Er geht auch in Theater bzw. Oper, sieht dort das „Land des Lächelns“ und bekommt gar nicht mit, daß es sich dabei um China handeln soll. Ahnlich geht es ihm bei einem Besuch in einem China-Restaurant. Bezüglich Musik ist er vom Meister „We-to-feng“ (Ludwig van) beigeistert und mit den technischen Errungenschaften, wie dem Telefon und dem Fernseher macht er natürlich auch seine Erfahrungen.

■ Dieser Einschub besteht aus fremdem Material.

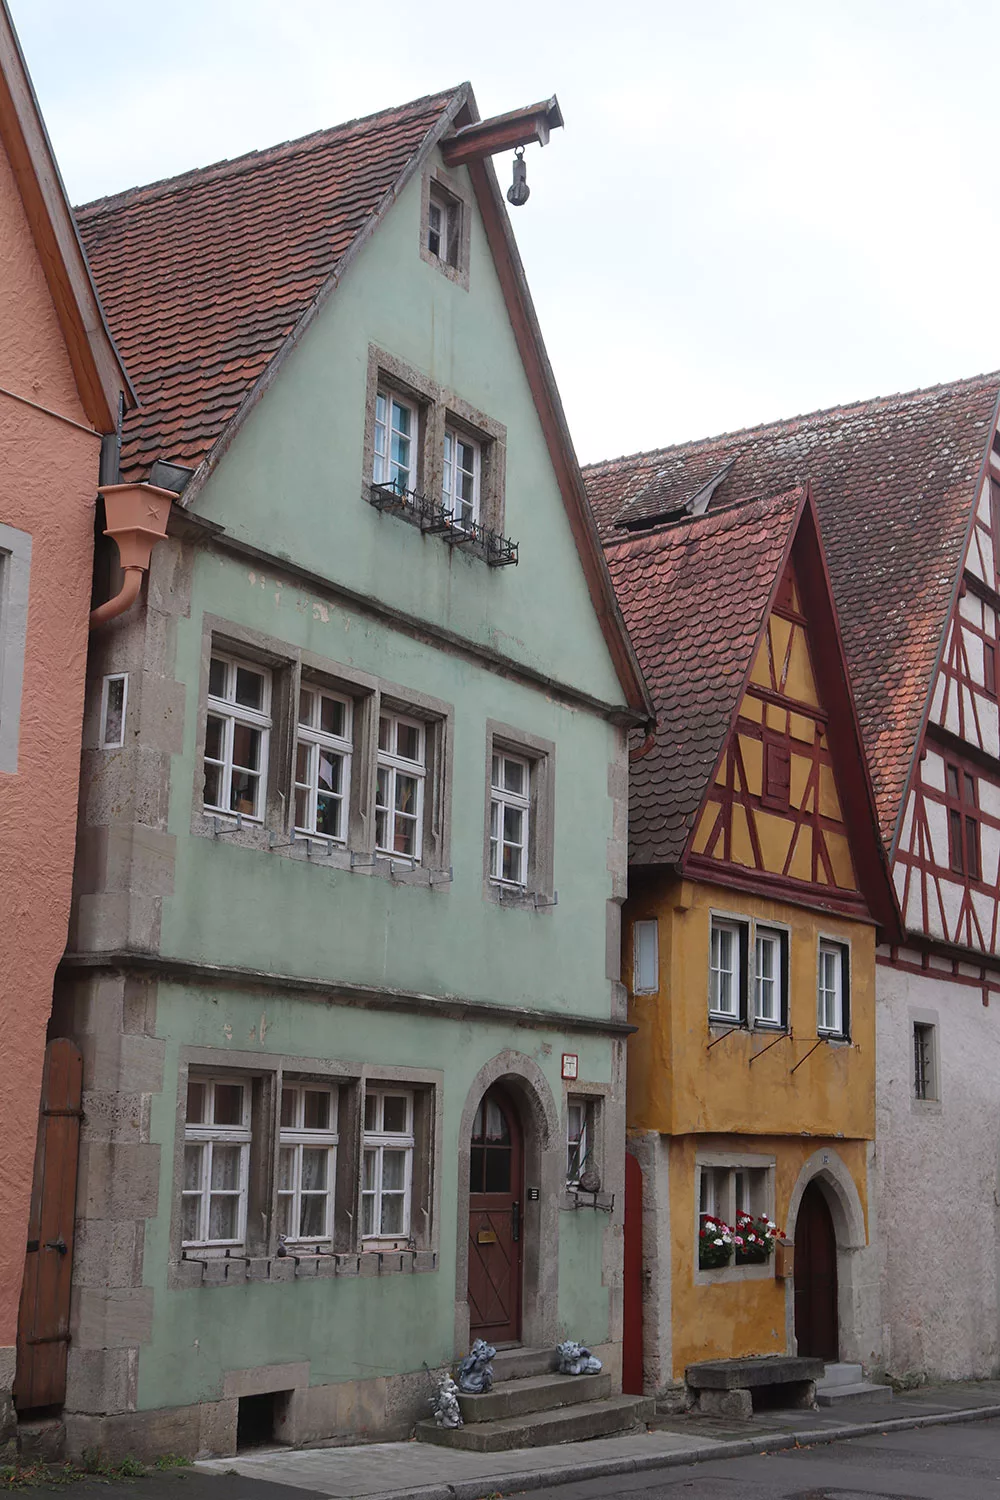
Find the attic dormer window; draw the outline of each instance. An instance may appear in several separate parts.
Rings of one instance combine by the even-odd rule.
[[[449,281],[469,288],[467,189],[460,177],[431,169],[424,178],[420,215],[420,255]]]
[[[458,265],[461,227],[462,205],[435,183],[427,208],[427,248],[446,266]]]

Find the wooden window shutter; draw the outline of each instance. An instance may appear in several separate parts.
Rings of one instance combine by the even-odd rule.
[[[787,740],[764,740],[764,787],[768,807],[787,808],[792,784],[792,750]]]

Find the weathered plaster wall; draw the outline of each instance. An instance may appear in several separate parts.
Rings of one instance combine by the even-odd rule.
[[[465,291],[421,259],[420,181],[408,184],[197,509],[257,546],[621,702],[478,214],[471,230]],[[516,568],[484,567],[364,503],[371,344],[506,427],[504,531],[520,545]]]
[[[0,148],[0,386],[86,416]],[[0,523],[31,535],[16,773],[0,772],[0,1396],[13,1375],[52,980],[66,940],[99,439],[0,394]]]
[[[878,967],[883,1342],[893,1375],[950,1380],[1000,1369],[1000,1011],[930,964]],[[937,1027],[938,1102],[913,1097],[914,1021]]]
[[[725,1026],[708,1015],[709,928],[713,912],[756,917],[789,931],[791,1035],[753,1065],[771,1035],[735,1030],[708,1050]],[[659,924],[660,988],[634,995],[629,1016],[629,1126],[689,1131],[842,1134],[875,1130],[875,938],[867,923],[750,896],[723,886],[665,879],[636,883],[626,906],[624,972],[631,976],[631,924]],[[819,936],[851,945],[851,1039],[816,1043]],[[748,1092],[749,1091],[749,1092]]]

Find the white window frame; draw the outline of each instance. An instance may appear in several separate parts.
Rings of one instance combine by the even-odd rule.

Eine spannende Idee könnte man sagen und Anfangs fand ich es auch sehr lustig, ein wenig anstrengend, wie beschrieben, weil ich nicht alle Namen verstand und dann auch etwas belehrend, wenn Herbert Rosendorfer seine Meinungen und Einsichten da über die Leser stülpt und manches, was in den tausend Jahren da geschehen ist, auch nur sehr verkürzt hinübergeben konnte. Beziehungsweise manches auch sehr langatmig klang, wenn Herr Shi-shmi den alten Chinesen in die politischen Veränderungen einführt und, ich hätte, wenn ich ein solches Buch geschrieben hätte, mich wahrscheinlich auch auf anderes bezogen. So hätte ich wahrscheinlich mehr die politischen Unterschiede herausgearbeitet, aber vielleicht hat Herbert Rosendorfer, das in seinem Fortsetzungsband auch so gemacht.